Se foi esse o roteiro de Augusto de Lima cidadão, o do poeta me parece ainda mais feliz. Da estação desolada de onde partira, caminhou para a figuração lírica de dois grandes libertadores, Tiradentes e Francisco de Assis. Ao nosso herói mineiro e ao Poverello da Úmbria dedicou os seus últimos escritos. A esperança no barro humano, fragilidade que se faz forte pela ousadia de perseguir um ideal, político ou místico, deu à trajetória de Augusto de Lima uma dignidade que suscita neste seu leitor de hoje o desejo de cumprir o mais grato dos deveres, o dever da memória.
Augusto de Lima faleceu em 1934 sem ver promulgada a Constituição para a qual ele tanto contribuíra. Não creio mero acaso o fato de os seus sucessores terem sido intelectuais estreitamente vinculados à vida pública. Victor Viana ocupou esta Cadeira no breve lapso de dois anos, entre 35 e 37. José Carlos de Macedo Soares pôde honrá-la ao longo de trinta anos, de 38 a 68. Se lembrarmos que o decênio de 30 foi um tempo de intensas transformações sociais no Brasil e no mundo, entenderemos o porquê da alta concentração de homens públicos que obtiveram na época o acolhimento acadêmico. Diversamente dos anos da fundação desta Casa, quando prevaleceu o critério literário de escolha, os anos de 30 e 40 assistiram à plena abertura a figuras de prol da vida da nação, parecendo seguir, nesse particular, uma sugestão que Joaquim Nabuco dera a Machado de Assis quando ambos discutiam em suas cartas o futuro da Academia. Nabuco propunha ao presidente Machado de Assis que a companhia que ambos haviam criado abrigasse não só puros homens de letras, mas intelectuais que se tivessem notabilizado em suas respectivas carreiras, fossem eles políticos, jornalistas, diplomatas, juristas, médicos, prelados, militares. Lembro que foram aqui recebidos naquele decênio de 30 homens públicos capazes de usar vigorosamente a palavra como instrumento de ação no terreno acidentado dos embates políticos e ideológicos: Otávio Mangabeira, Alcântara Machado, Barbosa Lima Sobrinho, Alceu Amoroso Lima (que dera em 1929 o seu adeus à disponibilidade, marcando a sua opção de intelectual engajado) e meus dois insignes predecessores, Victor Viana e José Carlos de Macedo Soares.

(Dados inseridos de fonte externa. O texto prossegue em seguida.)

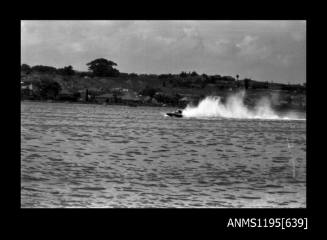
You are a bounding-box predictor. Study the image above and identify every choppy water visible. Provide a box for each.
[21,102,306,208]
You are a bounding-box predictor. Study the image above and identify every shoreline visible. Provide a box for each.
[21,99,306,114]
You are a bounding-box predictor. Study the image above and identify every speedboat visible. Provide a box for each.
[166,110,183,118]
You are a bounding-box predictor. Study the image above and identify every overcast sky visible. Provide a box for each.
[21,21,306,83]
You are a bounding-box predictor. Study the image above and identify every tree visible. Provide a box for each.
[86,58,119,77]
[140,86,158,98]
[179,71,187,78]
[20,63,31,74]
[191,71,198,77]
[32,65,57,73]
[35,77,61,99]
[58,65,75,75]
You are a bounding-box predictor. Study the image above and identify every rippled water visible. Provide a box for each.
[21,102,306,208]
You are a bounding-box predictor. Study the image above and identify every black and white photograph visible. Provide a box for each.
[21,19,307,209]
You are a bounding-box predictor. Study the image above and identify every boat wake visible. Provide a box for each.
[183,91,306,120]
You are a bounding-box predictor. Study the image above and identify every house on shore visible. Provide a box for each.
[120,91,142,105]
[57,89,80,102]
[95,93,116,104]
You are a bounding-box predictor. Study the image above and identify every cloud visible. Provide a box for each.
[21,21,306,82]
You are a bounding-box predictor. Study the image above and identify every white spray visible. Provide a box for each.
[183,91,305,120]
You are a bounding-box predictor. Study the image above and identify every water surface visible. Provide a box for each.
[21,102,306,208]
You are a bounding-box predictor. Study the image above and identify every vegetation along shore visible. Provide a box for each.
[21,58,306,111]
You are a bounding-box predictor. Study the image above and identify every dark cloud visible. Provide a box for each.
[21,21,306,83]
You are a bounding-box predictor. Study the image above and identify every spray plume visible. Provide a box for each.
[183,91,305,120]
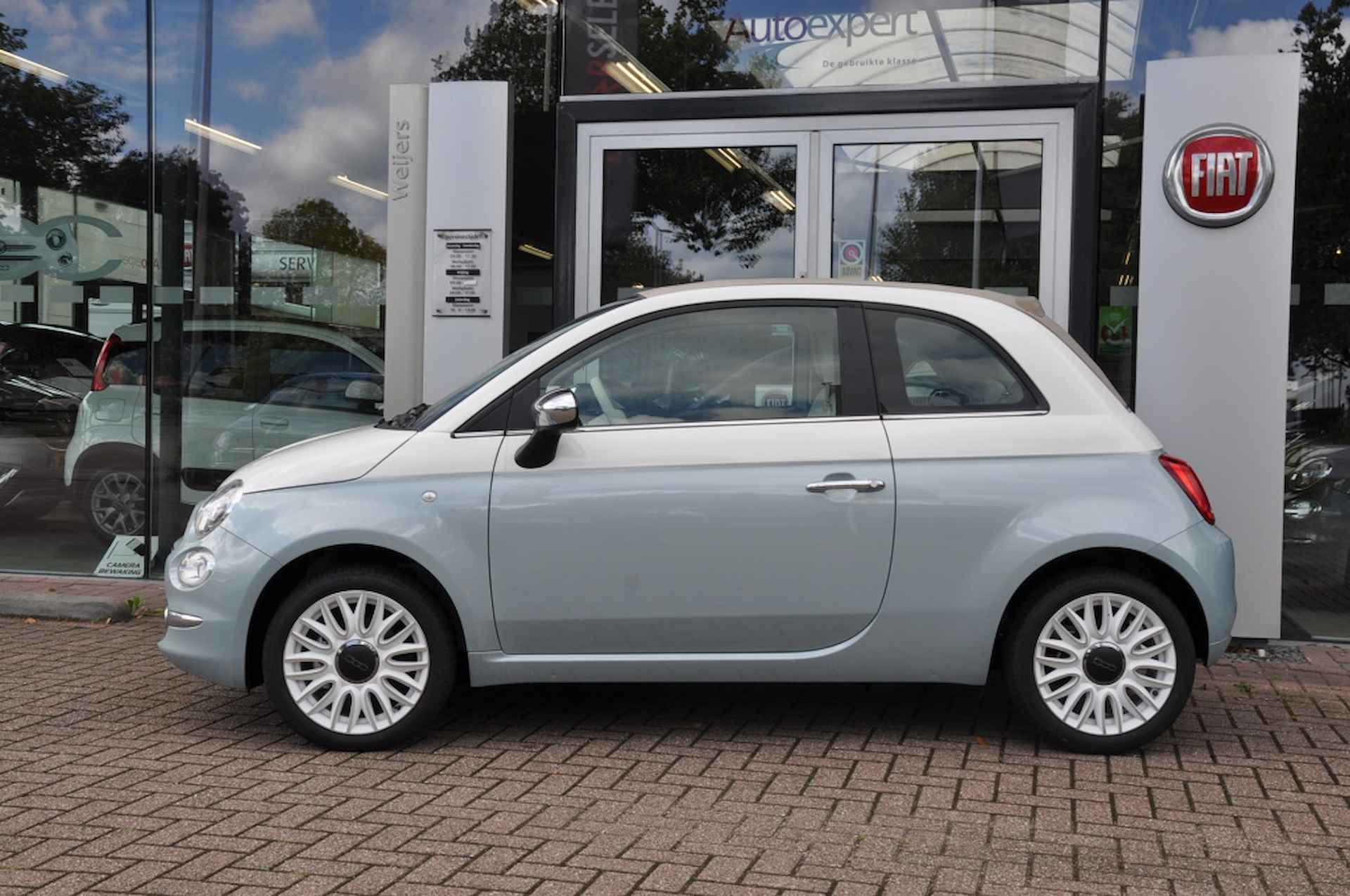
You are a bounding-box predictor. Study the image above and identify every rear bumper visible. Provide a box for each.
[1149,522,1238,665]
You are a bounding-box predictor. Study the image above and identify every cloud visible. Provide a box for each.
[227,0,320,48]
[84,0,128,39]
[1166,19,1350,59]
[6,0,77,31]
[211,0,489,242]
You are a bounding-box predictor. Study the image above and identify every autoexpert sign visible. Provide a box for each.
[1162,124,1274,227]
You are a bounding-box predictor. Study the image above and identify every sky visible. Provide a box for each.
[0,0,1350,247]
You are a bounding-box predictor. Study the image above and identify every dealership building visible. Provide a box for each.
[0,0,1350,638]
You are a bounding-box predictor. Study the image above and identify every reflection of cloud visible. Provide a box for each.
[6,0,76,31]
[212,0,477,240]
[227,0,319,47]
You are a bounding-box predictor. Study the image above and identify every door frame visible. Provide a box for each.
[553,78,1102,352]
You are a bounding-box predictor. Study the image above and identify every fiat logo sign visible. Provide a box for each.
[1162,124,1274,227]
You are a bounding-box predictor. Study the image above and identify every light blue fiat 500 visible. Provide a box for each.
[160,280,1235,753]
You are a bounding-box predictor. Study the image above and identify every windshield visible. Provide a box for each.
[413,296,641,429]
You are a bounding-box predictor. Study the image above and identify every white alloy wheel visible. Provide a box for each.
[282,590,430,735]
[1033,592,1177,736]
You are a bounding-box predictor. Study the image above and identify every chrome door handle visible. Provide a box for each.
[806,479,886,495]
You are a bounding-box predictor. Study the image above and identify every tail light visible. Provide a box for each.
[1158,455,1214,525]
[89,333,122,391]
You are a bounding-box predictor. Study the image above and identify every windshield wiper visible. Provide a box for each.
[375,402,430,429]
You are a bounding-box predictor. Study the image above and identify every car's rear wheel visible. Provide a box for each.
[1003,569,1195,753]
[262,566,456,751]
[82,467,146,538]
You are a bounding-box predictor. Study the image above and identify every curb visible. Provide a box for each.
[0,591,132,622]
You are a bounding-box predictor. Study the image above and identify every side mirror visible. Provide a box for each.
[515,389,581,469]
[531,389,578,429]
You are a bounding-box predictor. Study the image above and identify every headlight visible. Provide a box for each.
[193,479,245,538]
[1288,457,1331,493]
[169,548,216,591]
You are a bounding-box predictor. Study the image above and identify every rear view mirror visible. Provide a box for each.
[515,389,581,469]
[531,389,577,429]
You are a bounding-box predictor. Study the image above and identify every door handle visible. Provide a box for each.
[806,479,886,495]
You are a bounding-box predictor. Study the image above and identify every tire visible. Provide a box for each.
[262,566,458,751]
[1003,568,1195,753]
[79,467,146,541]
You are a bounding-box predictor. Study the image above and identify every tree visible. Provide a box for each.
[1290,0,1350,371]
[432,0,562,110]
[262,198,385,264]
[0,13,130,220]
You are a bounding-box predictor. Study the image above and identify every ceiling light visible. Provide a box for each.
[515,243,553,262]
[703,148,745,173]
[0,50,70,84]
[764,190,797,214]
[605,59,666,93]
[328,174,389,200]
[182,119,262,155]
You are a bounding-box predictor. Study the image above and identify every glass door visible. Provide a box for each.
[816,110,1072,324]
[577,122,811,314]
[575,110,1073,325]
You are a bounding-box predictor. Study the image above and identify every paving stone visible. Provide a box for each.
[0,618,1350,896]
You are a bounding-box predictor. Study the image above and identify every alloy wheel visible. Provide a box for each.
[89,469,146,535]
[282,590,430,735]
[1033,592,1177,736]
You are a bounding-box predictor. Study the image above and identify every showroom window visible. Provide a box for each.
[0,0,562,576]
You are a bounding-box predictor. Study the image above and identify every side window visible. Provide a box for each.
[540,306,841,427]
[867,309,1042,414]
[186,330,257,402]
[263,374,385,414]
[259,333,374,391]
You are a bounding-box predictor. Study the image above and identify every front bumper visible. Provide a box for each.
[160,526,279,687]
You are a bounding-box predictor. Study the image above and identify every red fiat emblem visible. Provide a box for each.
[1162,124,1274,227]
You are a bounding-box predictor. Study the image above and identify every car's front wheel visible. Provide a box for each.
[1003,569,1195,753]
[263,566,456,751]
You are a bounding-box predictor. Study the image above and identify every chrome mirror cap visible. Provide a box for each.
[532,389,578,429]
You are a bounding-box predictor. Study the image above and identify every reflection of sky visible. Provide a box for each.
[3,0,1328,245]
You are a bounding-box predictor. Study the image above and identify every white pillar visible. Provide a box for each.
[385,84,427,415]
[1136,53,1299,637]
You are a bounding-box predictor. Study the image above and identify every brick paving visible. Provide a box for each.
[0,618,1350,896]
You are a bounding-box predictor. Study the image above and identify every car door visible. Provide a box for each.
[489,304,895,654]
[867,308,1053,644]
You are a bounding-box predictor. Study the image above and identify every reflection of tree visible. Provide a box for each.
[432,0,562,110]
[1290,0,1350,389]
[0,13,130,219]
[873,150,1039,287]
[632,147,797,267]
[602,228,703,290]
[262,198,385,264]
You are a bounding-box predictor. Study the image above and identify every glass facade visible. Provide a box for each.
[0,0,1350,637]
[0,0,559,576]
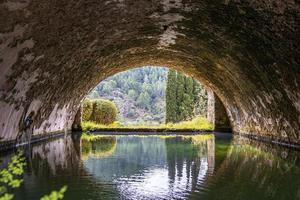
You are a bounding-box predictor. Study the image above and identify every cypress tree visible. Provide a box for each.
[166,70,207,123]
[166,70,177,123]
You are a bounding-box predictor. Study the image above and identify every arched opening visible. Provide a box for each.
[0,0,300,199]
[72,66,231,132]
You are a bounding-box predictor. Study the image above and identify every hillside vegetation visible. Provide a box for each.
[88,67,207,125]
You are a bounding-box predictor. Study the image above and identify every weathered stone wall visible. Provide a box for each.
[0,0,300,142]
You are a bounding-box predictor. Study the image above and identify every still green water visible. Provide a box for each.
[0,134,300,200]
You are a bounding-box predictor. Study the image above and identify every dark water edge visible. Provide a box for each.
[0,133,300,200]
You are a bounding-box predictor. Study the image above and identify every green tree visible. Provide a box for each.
[82,98,93,121]
[166,70,207,123]
[137,91,151,109]
[90,99,118,125]
[166,69,177,123]
[127,89,137,100]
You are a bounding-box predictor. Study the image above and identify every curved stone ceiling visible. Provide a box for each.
[0,0,300,142]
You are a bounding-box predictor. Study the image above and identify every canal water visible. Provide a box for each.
[0,134,300,200]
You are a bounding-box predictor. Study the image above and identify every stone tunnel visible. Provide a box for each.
[0,0,300,143]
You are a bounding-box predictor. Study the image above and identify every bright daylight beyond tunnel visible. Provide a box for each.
[82,66,214,131]
[0,0,300,200]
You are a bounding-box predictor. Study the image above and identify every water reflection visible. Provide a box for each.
[84,135,214,199]
[0,135,300,200]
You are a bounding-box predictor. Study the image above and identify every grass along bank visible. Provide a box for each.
[81,117,213,131]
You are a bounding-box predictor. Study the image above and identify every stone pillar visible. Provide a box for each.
[207,89,231,132]
[72,105,82,131]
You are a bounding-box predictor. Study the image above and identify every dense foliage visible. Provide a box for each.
[82,98,93,121]
[89,67,168,124]
[82,99,118,125]
[88,67,207,125]
[166,70,207,123]
[0,151,67,200]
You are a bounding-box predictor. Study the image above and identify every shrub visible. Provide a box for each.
[90,99,118,125]
[82,99,93,121]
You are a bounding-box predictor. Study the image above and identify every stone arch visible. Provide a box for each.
[0,0,300,142]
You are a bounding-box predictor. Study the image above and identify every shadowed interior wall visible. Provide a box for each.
[0,0,300,142]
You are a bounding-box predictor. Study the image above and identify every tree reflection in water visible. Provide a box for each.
[0,134,300,200]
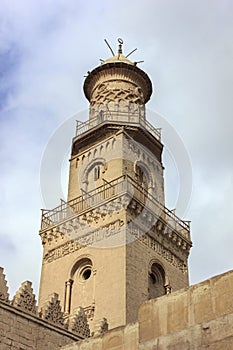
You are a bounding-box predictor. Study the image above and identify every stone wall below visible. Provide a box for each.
[62,271,233,350]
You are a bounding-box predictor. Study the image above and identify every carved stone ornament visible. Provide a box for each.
[40,293,64,326]
[0,267,9,302]
[69,307,90,338]
[91,81,144,106]
[12,281,37,314]
[94,317,108,336]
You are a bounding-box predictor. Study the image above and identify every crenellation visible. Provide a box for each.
[0,267,9,302]
[12,281,37,314]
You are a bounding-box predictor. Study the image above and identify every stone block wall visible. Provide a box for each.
[0,301,81,350]
[0,268,90,350]
[62,271,233,350]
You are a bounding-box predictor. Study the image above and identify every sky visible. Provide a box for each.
[0,0,233,297]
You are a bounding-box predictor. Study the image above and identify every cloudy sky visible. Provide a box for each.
[0,0,233,296]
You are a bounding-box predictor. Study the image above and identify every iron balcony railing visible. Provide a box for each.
[76,110,161,141]
[41,175,190,239]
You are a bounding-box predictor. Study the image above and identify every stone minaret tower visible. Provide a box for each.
[39,39,191,330]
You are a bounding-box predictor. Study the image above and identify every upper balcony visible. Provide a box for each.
[41,175,190,243]
[76,109,161,141]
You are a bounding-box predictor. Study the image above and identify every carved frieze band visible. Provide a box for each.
[43,220,124,263]
[140,234,187,273]
[129,225,187,273]
[43,241,83,263]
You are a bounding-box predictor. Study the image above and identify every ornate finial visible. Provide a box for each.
[117,38,123,57]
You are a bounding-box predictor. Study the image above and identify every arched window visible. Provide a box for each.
[135,162,151,191]
[94,164,101,181]
[64,257,93,314]
[148,262,165,299]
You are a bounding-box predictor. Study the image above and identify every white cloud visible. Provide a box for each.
[0,0,233,292]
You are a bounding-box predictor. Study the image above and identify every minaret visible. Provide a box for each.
[39,39,191,330]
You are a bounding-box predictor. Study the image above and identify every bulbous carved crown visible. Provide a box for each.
[83,40,152,106]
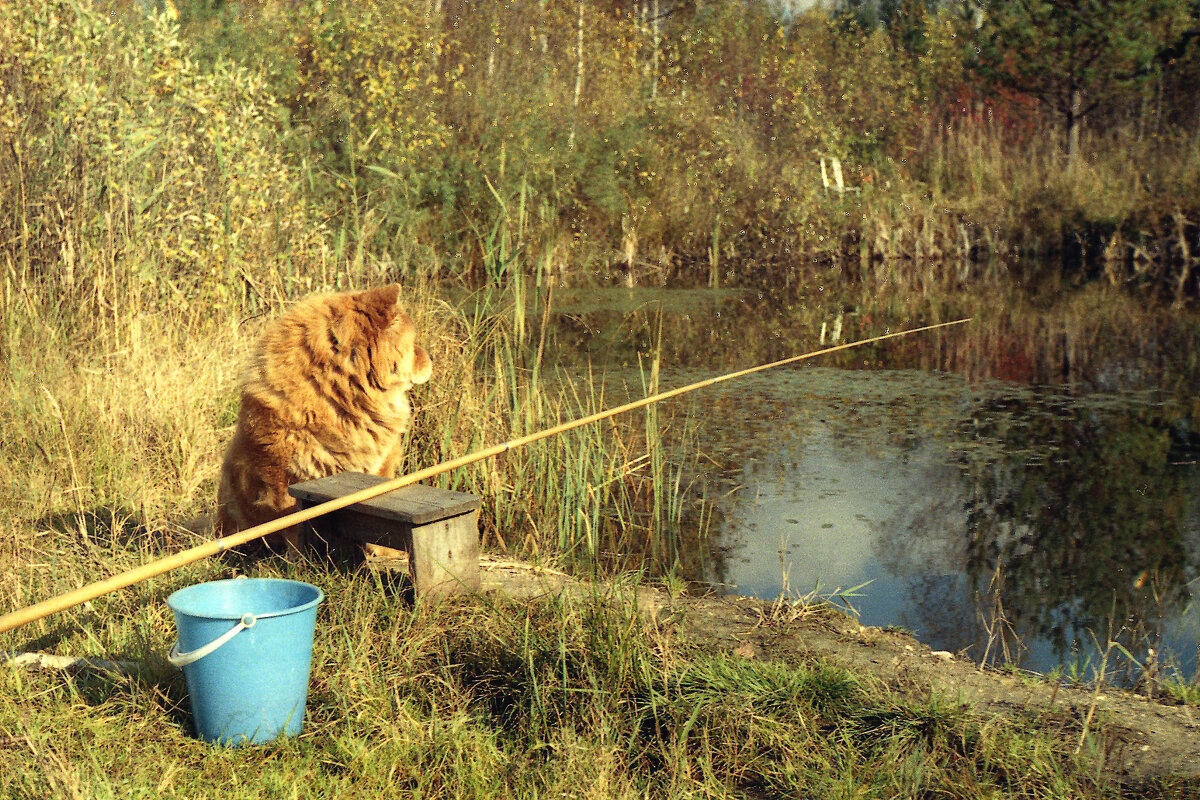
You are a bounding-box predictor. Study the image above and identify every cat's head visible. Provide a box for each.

As opções doutrinárias de ambos espelhavam, pelo seu nítido contraste, as correntes cruzadas daquele momento crucial em que o Brasil encetava a superação do estágio de país essencialmente agro-exportador abrindo as veredas da modernização industrial apoiada pelo Estado. Victor Viana era sociólogo e jornalista de formação liberal clássica: apologista da ortodoxia financeira, da descentralização, do regime federativo e sobretudo das conquistas democráticas. Um liberal, na mais pura acepção do termo. Macedo Soares, por sua vez, inclinava-se para o modelo vigente do Estado operoso, que planeja e executa e, na fórmula pregnante de Augusto Comte, prevê para prover. O molde positivista foi a arqueologia do Estado-Providência, paradigma que norteou a conduta dos homens que fizeram a Revolução de 30.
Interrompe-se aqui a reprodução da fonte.